Example gates drawn in Magic



When the n-doped silicon (shown in green) crosses polysilicon (shown in red), a nmos transistor is formed.

When the p-doped silicon (shown in brown) crosses polysilicon (shown in red), a pmos transistor is formed.

When the control signal (on the polysilicon) is low (0): When the control signal (on the polysilicon) is high (1): So, a nmos or pmos transistor can be turned on to conduct electricity, or turned off so that it does not conduct electricity. Due to this property, we call them semiconductors. Together, the nmos and pmos form complimentary semiconductors. This is where we get the term "cmos".
CMOS = Complimentary Metal-Oxide Semiconductor



Inverter

Blue represents metal, which allows electricity to flow. Think of the blue paths as wires. The boxes (shown with a black X) are vias, and make a connection between the different layers. For example, the two vias at the bottom connect the layer shown in green (n-doped silicon) to the layer shown in blue (metal).

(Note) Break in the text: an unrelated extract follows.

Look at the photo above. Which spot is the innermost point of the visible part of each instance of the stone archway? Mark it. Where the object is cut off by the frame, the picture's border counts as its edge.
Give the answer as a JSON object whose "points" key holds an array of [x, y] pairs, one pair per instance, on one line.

When the input is high (1), the pmos transistor does not conduct, but the nmos transistor does. Therefore, there is no path between the output and the supply voltage (Vdd), but there is a path between the output and ground (GND). As a result, the output would be low (0).

When the input is low (0), the pmos transistor conducts electricity, and the nmos transistor does not. Therefore, there is a path between the output and the supply voltage (Vdd), but there is not a path between the output and ground (GND). As a result, the output would be high (1).

This means that the output will always be the opposite of the input : and we have an inverter.
2 input NOR gate

Notice how the pmos transistors are in serial, while the nmos transistors are in parallel.


3 input NAND gate

Notice how the pmos transistors are in parallel, while the nmos transistors are in serial.

Since pmos is slower than nmos, a CMOS nand gate will be faster than a nor gate.